From an economic perspective, European GDP figures were in tune with consensus, but also revealed a slight acceleration from the prior quarter.  French economic activity continued to recover; GDP growth was mainly driven by strength in domestic demand and export growth.  Meanwhile, Spanish growth continued at a healthy pace of 0.7% quarter-over-quarter.  In contrast, Greek growth, once again, turned negative and Italian GDP decelerated.  Lastly, after a series of higher readings, sentiment indicators in Germany began to turn downward.  Most worrisome perhaps, German CPI slowed from 2.2% to 1.6% as the reporting period drew to a close.

Fund Performance

During the reporting period, Federated Prudent DollarBear Fund had a total return of 1.58% (I Shares at NAV).  The return for the inverse of the U.S. Dollar Index (DXY) was 1.82% for the same period.  The fund’s absolute return was largely the effect of U.S. dollar weakness against the majority of the G10 economies. The fund’s total return also reflected actual cash flows, transaction costs and other expenses that were not reflected in the index’s total return

Performance quoted represents past performance, which is no guarantee of future results. Investment return and principal value will fluctuate so that an investor’s shares, when redeemed, may be worth more or less than their original cost. Current performance may be lower or higher than what is stated. Other share classes may have experienced different returns than the share class presented. To view performance current to the most recent month-end and for after tax returns, click on the Performance tab.

Click the Performance tab for standard fund performance.

Relative to the inverse of fund’s index (DXY), an overweight allocation to the Japanese yen and Mexican peso bettered performance.  Meanwhile, an underweight allocation to the South African rand detracted from return relative to the inverse of the DXY.

Current Strategy

The more that things changed in the first quarter of 2017, the more they are likely to remain the same in the second quarter.  In other words, many of the drivers and themes that defined global markets in the year’s first quarter will likely port over to the second quarter of 2017.  The two standouts to this observation are the European election outcomes and U.S. fiscal policy.  Fund management is keenly aware of the macro implications from these topics and has implemented active controls to manage their outcomes.

Despite Brexit, U.K. data remains hardy.  Accelerating inflation and a strong household sector suggest that the Bank of England could remain on hold for the foreseeable future.
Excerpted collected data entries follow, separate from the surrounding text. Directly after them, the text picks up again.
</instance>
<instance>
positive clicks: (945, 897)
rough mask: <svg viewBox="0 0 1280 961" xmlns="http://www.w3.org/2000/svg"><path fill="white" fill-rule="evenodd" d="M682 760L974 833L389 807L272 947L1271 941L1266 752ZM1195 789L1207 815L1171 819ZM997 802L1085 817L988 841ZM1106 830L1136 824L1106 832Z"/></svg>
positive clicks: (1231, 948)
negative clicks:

Consequently, U.K. yields could reclaim their pre-referendum highs.  With this in mind, the British pound appears undervalued and short positioning in the currency seems excessive.  However, headline news regarding the exit negotiation process is likely to infuse more volatility to the British pound exchange. To address this backdrop, fund management is likely to remain neutral the U.K., but potentially look for opportunities to instate overweight allocations to the British pound.

The recent move lower in the U.S. dollar is something we believe to be partly technical and partly qualitative in composition.  The dollar had an unprecedented surge after the Trump presidential victory, and mean revision is a natural and routine force in all markets.  Secondly, currency investors appear to be in the process of risk adjusting the three doctrines that ignited this whole dollar rally to begin with.   Fiscal expansion, corporate tax reforms and repatriation incentives are all powerful arguments for a higher dollar.  However, fund management will require evidence over promises before implementing broad overweight allocations to the U.S. dollar.

There is one space, however, where currency valuations appear particularly distorted.  Recent appreciation in the commodity center appears to be getting ahead of itself and pricing in fundamental perfection.  On this basis, we remain underweight some selective commodity-sensitive currencies on a strategic basis.